Nem seu Juarez nem seus vizinhos que foram igualmente despejados tinham sido
avisados nem indenizados previamente, e tampouco tiveram disponibilizados
locais apropriados para se estabelecerem e para manterem suas atividades produtivas, como
garante a Constituição do Estado no seu capítulo VIII. “O Poder Público, que deveria se
preocupar em promover a garantia de todos os direitos a essas famílias, tem
agido de forma a privilegiar os interesses do empreendimento econômico em
detrimento da população”, afirma o
relatório produzido pela Comissão de
Direitos Humanos da Assembléia Legislativa do Rio de Janeiro (CDH/ALERJ) sobre
os despejos realizados na região.
Pescador da Baía de Guanabara/ Praia de Mauá, Magé |
A afirmação tem fundamento: em 2009, o
governo do estado do Rio de Janeiro, sem qualquer consulta à população e aos moradores da área afetada,
publicou o decreto 41.915/2009, que determinava a desapropriação de uma área de 70 milhões de
metros quadrados como sendo de interesse
público, “para o fim de implantar no
local um distrito industrial”. A CODIN,
Companhia de Desenvolvimento Industrial do
Governo do Estado do Rio de Janeiro, vinculada à Secretaria de Estado de Desenvolvimento
Econômico, Energia, Industria e Serviços (SEDEIS), ficou como beneficiária da medida e responsável pelo
processo de reassentamento.
As terras desapropriadas estão sendo
cedidas diretamente à LLX, empresa do grupo EBX, de Eike. Mais que isso, agricultores afirmam que a
CODIN e a LLX têm atuado de forma conjunta na região, como se fossem parceiras no projeto. Há
denúncias de que parte do maquinário
utilizado em ações de despejo seria de
propriedade da empresa. Após a remoção
das famílias, placas têm sido afixadas nas terras com a indicação “Propriedade Privada:
Não Ultrapasse”. Parte destas placas têm
a logomarca da LLX; a outra parte leva a
identificação da CODIN e do governo do estado do Rio de Janeiro. Em todo o
mesmo desenho, o mesmo texto, as mesmas cores.

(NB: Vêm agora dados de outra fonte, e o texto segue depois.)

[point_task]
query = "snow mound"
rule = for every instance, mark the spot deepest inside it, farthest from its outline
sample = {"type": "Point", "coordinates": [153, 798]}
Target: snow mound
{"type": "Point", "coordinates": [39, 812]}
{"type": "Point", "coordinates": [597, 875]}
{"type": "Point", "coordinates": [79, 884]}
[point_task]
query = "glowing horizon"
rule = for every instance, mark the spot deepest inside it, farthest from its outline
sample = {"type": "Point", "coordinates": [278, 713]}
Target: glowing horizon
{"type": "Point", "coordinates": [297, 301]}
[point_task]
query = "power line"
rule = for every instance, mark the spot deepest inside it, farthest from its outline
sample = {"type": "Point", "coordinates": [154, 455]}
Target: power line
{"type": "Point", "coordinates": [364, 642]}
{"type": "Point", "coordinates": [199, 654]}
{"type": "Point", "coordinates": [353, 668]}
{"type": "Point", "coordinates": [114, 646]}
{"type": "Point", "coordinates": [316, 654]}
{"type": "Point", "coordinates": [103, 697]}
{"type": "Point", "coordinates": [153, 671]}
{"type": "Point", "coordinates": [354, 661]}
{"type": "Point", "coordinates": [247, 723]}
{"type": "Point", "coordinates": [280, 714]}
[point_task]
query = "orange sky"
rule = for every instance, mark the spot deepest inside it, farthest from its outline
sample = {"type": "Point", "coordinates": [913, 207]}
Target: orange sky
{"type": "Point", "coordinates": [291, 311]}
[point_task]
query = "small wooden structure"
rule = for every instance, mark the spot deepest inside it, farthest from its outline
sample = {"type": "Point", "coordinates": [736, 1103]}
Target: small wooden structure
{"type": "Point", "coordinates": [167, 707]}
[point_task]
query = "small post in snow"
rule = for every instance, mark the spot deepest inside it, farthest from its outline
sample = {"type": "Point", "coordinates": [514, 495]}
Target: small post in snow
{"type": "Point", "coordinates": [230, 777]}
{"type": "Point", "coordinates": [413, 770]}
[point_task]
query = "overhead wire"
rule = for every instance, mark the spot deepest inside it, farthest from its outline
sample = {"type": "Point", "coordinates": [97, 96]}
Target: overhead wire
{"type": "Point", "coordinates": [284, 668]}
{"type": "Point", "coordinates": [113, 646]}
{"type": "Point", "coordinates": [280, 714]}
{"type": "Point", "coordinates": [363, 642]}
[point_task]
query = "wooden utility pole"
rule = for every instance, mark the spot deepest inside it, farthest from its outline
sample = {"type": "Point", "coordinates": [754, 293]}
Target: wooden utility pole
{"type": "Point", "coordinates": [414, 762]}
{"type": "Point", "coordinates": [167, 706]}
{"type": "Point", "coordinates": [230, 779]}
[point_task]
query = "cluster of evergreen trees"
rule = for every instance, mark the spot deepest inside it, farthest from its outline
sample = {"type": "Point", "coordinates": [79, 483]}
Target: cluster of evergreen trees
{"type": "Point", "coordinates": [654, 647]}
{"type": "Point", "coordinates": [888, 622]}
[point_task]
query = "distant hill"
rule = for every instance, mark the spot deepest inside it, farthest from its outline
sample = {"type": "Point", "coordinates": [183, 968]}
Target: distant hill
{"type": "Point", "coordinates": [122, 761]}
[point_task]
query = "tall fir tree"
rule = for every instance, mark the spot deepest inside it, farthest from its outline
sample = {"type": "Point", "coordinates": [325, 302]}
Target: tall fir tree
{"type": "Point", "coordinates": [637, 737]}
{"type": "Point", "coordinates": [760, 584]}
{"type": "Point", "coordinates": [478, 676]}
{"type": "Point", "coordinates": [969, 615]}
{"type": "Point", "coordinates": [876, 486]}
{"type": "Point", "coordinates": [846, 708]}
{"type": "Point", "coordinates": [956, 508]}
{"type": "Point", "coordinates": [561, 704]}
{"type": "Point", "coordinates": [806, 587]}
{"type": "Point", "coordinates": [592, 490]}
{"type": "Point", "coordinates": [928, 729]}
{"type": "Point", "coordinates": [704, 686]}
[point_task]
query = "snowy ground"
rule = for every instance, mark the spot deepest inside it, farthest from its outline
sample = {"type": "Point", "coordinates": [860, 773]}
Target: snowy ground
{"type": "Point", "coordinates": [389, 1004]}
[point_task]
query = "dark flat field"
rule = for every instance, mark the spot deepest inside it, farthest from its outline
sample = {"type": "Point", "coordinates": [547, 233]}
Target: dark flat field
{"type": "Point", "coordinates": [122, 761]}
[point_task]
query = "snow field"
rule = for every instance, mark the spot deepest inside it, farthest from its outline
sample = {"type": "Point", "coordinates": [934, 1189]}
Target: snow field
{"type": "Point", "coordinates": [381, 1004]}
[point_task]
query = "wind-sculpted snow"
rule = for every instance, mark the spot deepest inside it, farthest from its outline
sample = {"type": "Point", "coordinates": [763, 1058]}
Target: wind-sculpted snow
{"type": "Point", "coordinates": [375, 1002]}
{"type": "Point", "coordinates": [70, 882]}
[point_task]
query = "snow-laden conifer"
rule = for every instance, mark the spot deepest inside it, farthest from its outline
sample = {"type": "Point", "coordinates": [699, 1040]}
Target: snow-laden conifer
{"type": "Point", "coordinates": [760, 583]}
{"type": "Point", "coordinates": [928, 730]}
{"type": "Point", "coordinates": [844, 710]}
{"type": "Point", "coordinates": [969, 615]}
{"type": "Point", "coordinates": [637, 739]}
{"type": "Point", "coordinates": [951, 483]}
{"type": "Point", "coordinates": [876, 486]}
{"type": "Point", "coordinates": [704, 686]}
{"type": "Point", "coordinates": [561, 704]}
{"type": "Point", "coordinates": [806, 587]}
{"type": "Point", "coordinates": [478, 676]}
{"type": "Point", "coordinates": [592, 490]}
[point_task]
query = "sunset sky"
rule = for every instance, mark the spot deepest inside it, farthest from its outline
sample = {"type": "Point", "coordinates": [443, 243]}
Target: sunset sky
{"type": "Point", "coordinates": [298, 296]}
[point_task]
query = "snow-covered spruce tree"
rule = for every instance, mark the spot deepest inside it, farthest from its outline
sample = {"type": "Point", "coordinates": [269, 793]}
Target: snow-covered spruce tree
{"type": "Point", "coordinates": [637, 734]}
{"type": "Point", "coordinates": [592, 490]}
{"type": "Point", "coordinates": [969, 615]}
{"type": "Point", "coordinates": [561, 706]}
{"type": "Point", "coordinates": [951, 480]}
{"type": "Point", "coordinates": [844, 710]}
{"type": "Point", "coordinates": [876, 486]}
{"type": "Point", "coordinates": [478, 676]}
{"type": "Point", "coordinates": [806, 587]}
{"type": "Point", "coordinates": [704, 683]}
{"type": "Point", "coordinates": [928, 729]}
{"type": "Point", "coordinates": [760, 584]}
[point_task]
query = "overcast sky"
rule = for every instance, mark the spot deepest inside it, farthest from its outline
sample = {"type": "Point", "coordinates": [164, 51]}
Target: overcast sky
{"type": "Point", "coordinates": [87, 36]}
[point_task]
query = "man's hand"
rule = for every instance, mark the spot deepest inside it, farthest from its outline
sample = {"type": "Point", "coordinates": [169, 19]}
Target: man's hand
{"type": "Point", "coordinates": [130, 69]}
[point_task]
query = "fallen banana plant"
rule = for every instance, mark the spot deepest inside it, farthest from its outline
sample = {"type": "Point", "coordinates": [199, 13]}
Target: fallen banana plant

Rodrigo Santos, produtor rural e
vice-presidente da Associação dos Produtores Rurais e Imóveis de São João da Barra (ASPRIM) denuncia a formação
extra-oficial de uma aliança entre
governo, Justiça e empresa para garantir
a celeridade da obra. “É uma conjunção
de fatores que parecem ser coordenados: a CODIN não cumpre os acordos, a
Justiça emite ordens judiciais sem a
devida fundamentação, o governo do estado destaca força policial para garantir o cumprimento, e a iniciativa privada entra
com as retroescavadeiras, os caminhões,
os funcionários contratados encarregados
de operarem o despejo e a demolição”,
afirma. “A pressa faz com que a obra atropele tudo, não respeite leis, nem o
que quer que seja. O estudo
socioeconômico, por exemplo, foi feito após o decreto que prevê a
desapropriação, o que é ilegal”,
completa.
Dados da ASPRIM dão conta de que a
chegada do superporto resultará na desapropriação de 477 propriedades rurais utilizadas
por 1500 famílias de pequenos agricultores e pescadores, e que afetará ainda o trabalho de 50 mil pessoas, sendo 15
mil produtores de alimentos. O quadro é
ainda mais grave uma vez que denúncias dão conta de intimidação e ameaças
feitas por seguranças privados do
empreendimento e policiais militares aos agricultores e pescadores que não
aceitam condições impostas pela CODIN e
pela LLX, o que gerou uma investigação
do Ministério Público Federal. “Eles
chegam pressionando, dizendo ‘sua casa vai ser derrubada’”, afirma Rodrigo Santos.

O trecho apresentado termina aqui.